Sex and gender, race and Orientalism in Steve Moore's Hercules comics

The Hercules comics written for Radical Comics by Steve Moore, Hercules: The Thracian Wars and Hercules: The Knives of Kush, narrate continuing adventures of the hero as the leader of a mercenary band of mythic heroes after the conclusion of his mythic Labors. The tone of the comics, particularly of The Thracian Wars, is ‘grim fatalism’, according to the author. The violence and pessimism of the comics are of a piece with the ‘gritty’ turn in twenty-first century Anglo-American speculative fiction, in text and on screen. This chapter explores Moore’s troubling presentation of gender, sex, and race in the foreground of the comics’ interaction with classical myth. Moore modifies the ancient source material in ways that inscribe his grim grit upon the bodies of the subaltern—women, people of colour, non-heterosexuals—in an uncritical replication of modern patterns of exploitation.

The Thracian Wars are informed in large part by the author’s anger over the United States’ military action in Iraq, reflected in his narrator Iolaus’ description of Hercules’ military campaign on behalf of the king of Thrace as ‘[a] holocaust of bloodshed, rape and burning villages’. Sexual violence, here as in many other Western fictions, acts as shorthand for the state of the fictional world: women’s damaged bodies are merely a medium for the thematic message, as when Hercules spears his former-lover-turned-antagonist Ergenia from behind and says, ‘[y]ou died the way you lived…impaled on a man’s shaft’. So also the characterization of Atalanta, whose primary personality trait is homoerotic desire, whose sexuality is linked causally to spousal rape, and whose secondary trait is suicidal ideation.

The Knives of Kush takes Hercules to Egypt, where the typical racist and Orientalist tropes of the Western tradition are on display.
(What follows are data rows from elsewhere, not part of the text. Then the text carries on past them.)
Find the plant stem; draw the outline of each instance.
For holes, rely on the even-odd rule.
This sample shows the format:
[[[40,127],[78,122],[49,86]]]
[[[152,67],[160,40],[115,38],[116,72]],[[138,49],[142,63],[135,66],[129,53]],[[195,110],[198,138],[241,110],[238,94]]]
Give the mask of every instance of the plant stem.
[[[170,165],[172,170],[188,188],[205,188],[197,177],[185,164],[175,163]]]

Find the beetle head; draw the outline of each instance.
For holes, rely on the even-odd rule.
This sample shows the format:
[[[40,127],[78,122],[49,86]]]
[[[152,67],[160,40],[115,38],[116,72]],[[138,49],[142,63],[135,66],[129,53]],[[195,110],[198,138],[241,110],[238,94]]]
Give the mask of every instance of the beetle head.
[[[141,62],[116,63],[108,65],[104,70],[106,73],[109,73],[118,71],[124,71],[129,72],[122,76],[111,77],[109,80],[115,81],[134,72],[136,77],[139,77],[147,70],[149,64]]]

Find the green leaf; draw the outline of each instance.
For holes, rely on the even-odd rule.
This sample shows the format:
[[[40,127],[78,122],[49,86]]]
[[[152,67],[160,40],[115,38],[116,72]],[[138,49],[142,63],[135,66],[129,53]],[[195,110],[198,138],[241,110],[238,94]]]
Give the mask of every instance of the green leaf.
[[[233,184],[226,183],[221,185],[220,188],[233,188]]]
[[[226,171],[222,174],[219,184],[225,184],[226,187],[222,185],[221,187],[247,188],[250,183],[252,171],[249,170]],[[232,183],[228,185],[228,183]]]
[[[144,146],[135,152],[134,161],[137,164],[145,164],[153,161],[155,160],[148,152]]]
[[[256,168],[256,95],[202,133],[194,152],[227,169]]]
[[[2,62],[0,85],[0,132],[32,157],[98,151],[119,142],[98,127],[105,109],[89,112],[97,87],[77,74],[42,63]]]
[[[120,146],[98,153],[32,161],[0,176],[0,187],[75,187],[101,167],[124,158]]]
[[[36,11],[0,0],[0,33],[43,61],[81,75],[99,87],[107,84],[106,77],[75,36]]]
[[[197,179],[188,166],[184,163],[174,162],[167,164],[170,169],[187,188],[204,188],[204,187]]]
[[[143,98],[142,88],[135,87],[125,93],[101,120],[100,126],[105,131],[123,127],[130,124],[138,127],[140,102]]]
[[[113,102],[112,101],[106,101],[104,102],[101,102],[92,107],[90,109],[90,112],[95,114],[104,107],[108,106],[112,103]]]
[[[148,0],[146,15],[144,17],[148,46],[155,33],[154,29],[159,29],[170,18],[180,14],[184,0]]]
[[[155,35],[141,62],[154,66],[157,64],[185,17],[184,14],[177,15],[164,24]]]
The titular Knives of Kush, a secret society of assassins from what Moore calls ‘the barbaric southern land of Kush’, are illustrated as dark-skinned (in contrast to the lighter-skinned northern Egyptians and the northern-European-like white Greeks and Thracians), are subjected to racist invective by a main character (the protagonist Meleager terms them ‘dark-haired vermin’), are called ‘cultists’ by Hercules, are portrayed as embracing martyrdom and the ‘paradise that awaits’ martyrs, and are tortured by the protagonists.
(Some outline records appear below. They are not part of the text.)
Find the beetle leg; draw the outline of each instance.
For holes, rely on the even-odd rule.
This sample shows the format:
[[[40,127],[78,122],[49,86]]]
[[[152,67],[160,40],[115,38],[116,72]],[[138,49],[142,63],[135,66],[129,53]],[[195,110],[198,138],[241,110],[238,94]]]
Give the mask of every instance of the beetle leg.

Given the author’s comments in interviews about Iraq, the Knives are a cipher for Western ideas of Islamic extremism. The comics offer no window into the experience of, and no possibility of empathy for, the Knives themselves. Hercules and his cohorts thus play the part of American counterterrorism forces, whose use of immoral tactics make them protagonists in the vein of Jack Bauer or the new cinematic Batman. The Hercules of the world of Steve Moore is neither culture hero nor alexikakos — he is a latter-day antihero.